Munger pensait que, dans la mesure où il faut plus d’énergie pour produire de l’éthanol que l’éthanol lui-même n’en fournit, ce n’était pas une bonne idée. Il a également exposé son concept, souvent utilisé, des trois seaux."A Berkshire, nous avons trois seaux", a-t-il déclaré : "oui, non et trop difficile".
L’éthanol entre dans le seau "trop difficile". C’est un excellent principe, que j’utilise souvent pour investir. Inutile de faire des recherches sur tout, ou d’avoir une opinion sur tout.
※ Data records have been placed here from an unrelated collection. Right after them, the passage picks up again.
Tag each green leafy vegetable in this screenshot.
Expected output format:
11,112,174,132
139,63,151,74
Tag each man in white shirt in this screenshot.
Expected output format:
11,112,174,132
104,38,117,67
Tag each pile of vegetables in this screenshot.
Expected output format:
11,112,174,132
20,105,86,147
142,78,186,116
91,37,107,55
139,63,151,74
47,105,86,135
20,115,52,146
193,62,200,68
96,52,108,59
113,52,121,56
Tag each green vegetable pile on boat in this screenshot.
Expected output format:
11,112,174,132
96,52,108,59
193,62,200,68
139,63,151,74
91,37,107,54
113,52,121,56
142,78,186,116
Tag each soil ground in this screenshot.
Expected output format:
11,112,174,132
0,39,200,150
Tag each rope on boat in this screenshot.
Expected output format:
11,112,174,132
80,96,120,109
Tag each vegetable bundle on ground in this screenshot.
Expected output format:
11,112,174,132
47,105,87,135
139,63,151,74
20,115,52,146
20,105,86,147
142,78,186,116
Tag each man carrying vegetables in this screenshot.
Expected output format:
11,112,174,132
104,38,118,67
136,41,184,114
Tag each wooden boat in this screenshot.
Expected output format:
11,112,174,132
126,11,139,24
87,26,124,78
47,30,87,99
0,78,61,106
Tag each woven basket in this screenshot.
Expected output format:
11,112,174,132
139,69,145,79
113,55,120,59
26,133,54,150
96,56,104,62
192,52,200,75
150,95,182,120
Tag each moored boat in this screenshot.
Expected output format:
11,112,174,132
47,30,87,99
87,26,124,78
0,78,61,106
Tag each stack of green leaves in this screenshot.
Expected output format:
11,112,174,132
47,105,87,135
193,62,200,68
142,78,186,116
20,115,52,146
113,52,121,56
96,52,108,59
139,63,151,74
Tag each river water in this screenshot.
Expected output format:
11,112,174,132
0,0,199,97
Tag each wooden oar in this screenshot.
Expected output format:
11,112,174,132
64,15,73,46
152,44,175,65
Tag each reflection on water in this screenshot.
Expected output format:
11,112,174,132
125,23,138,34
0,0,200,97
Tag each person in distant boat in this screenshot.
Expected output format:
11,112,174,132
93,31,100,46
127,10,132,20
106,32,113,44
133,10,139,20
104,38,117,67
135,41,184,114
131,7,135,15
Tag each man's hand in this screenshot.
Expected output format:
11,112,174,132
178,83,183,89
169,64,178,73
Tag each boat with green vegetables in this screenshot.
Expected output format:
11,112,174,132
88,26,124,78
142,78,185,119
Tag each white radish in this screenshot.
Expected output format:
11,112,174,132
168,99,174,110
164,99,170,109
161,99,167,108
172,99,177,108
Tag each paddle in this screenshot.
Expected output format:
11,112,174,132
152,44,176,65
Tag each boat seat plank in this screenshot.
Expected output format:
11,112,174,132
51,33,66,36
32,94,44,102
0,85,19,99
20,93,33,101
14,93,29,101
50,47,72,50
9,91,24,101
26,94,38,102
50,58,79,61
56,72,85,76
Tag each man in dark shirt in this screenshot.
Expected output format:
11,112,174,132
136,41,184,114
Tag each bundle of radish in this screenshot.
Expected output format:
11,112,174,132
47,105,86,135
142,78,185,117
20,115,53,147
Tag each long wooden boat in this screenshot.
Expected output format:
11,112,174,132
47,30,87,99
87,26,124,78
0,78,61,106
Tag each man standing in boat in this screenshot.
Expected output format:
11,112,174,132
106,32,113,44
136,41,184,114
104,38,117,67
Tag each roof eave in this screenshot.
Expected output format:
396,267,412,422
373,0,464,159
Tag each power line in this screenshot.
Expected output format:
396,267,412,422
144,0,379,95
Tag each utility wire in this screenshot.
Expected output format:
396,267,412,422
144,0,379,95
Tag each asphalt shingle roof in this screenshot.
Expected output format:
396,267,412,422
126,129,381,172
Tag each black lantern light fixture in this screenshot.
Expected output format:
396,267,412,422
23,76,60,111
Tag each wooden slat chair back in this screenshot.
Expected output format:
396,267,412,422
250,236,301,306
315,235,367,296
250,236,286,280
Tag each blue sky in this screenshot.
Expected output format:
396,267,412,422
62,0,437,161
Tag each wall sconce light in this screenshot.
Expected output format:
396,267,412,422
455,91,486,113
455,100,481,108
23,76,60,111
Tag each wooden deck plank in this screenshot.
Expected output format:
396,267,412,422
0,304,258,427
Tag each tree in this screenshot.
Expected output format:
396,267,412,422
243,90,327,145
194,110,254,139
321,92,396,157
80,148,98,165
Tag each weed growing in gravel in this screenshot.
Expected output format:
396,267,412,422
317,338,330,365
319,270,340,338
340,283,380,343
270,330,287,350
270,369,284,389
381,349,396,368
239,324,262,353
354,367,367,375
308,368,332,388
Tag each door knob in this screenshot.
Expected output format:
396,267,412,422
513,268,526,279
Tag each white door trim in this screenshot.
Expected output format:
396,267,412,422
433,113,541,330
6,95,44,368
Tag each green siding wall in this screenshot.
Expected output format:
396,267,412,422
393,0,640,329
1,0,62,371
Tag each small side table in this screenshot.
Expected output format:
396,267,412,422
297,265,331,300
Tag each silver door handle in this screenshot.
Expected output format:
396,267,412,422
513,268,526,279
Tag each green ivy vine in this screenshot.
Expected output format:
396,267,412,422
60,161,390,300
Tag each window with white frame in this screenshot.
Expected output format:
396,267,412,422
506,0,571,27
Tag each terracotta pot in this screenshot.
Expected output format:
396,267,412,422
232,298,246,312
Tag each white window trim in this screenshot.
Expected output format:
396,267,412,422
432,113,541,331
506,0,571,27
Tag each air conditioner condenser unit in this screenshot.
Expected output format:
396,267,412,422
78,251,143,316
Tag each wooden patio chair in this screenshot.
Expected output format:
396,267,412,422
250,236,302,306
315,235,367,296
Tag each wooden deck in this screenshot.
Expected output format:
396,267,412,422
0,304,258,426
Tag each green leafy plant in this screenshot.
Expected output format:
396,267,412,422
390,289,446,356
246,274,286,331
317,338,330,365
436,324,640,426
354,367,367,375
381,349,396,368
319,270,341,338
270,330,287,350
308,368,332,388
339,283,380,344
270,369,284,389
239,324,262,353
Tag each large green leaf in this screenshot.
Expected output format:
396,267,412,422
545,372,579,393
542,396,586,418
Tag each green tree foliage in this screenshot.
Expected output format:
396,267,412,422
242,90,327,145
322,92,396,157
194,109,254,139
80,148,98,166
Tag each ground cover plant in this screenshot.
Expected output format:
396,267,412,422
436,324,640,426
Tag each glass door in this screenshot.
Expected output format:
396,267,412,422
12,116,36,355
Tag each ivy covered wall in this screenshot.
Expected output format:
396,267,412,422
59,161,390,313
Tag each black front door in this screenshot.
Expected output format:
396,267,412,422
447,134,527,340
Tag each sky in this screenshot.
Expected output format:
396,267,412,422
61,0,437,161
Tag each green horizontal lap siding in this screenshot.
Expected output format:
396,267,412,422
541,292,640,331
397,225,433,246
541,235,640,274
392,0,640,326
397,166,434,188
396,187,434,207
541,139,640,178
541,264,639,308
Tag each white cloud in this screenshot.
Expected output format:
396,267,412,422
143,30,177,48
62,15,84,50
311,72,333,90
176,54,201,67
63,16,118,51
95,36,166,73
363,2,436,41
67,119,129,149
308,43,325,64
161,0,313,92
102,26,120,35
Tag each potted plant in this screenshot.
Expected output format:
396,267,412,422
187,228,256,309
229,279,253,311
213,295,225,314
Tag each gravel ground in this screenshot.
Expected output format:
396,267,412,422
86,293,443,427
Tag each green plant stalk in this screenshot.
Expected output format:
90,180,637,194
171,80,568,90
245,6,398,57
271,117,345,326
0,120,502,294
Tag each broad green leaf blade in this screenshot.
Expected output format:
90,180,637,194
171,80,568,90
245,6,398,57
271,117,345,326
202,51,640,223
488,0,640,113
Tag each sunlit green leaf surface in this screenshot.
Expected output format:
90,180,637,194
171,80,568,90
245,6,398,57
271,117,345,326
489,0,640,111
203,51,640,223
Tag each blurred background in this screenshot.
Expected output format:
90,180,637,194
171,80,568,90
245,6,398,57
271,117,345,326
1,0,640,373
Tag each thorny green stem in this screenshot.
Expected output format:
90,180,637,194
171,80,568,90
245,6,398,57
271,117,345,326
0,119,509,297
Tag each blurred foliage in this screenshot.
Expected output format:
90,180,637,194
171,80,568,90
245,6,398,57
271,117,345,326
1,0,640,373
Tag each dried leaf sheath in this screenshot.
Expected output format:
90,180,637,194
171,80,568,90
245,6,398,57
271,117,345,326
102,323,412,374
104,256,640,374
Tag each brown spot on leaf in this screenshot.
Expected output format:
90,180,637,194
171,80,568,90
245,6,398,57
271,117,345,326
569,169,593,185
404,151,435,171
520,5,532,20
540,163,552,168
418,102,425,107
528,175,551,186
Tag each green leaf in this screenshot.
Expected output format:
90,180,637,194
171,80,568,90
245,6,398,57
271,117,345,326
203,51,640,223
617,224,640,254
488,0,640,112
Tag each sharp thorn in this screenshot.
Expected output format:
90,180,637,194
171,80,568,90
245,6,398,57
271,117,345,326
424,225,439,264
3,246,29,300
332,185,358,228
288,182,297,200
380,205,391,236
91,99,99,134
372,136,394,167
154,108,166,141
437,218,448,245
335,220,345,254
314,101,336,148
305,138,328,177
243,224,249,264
Certaines idées d’investissement sont simplement trop dures, trop difficiles et trop complexes pour se forger une opinion sûre et solide. Sur ces questions difficiles, l’investisseur a toujours un garde-fou très efficace : il peut simplement laisser tomber.
Sur la question de savoir si oui ou non les matières premières étaient dans une bulle, le célèbre duo avait une opinion avisée.
Buffett a déclaré qu’à part les produits agricoles, ils voient effectivement quelque chose ressemblant à une bulle sur les métaux (en particulier le cuivre) et le pétrole. Il a déclaré que, comme la plupart des tendances, les fondamentaux commencent par nourrir le cycle. Et ce que le sage fait au début, l’idiot le fait à la fin. A mesure que les tendances se forment et prennent de la vitesse, elles attirent les éléments spéculatifs. En fin de compte, ces derniers prennent le dessus, et on se retrouve dans une zone dangereuse. "Nous voyons cela dans le domaine des matières premières", a déclaré Buffett.
De combien est-ce que tout cela va grimper ? Personne ne le sait. Mais les matières premières, a conclu Buffett, sont "une balle de foot spéculative".
Quant à l’Amérique du sud ? Selon Buffett, le problème est qu’ils doivent investir beaucoup d’argent pour faire bouger les choses, à Berkshire ; cela limite grandement le nombre de pays dans lesquels ils peuvent investir. Le Brésil, par exemple, est un grand pays, et n’est pas à exclure — mais ils devraient investir une grosse somme dans une entreprise qu’ils comprennent, et pour un prix plus bas, comparé aux actions américaines.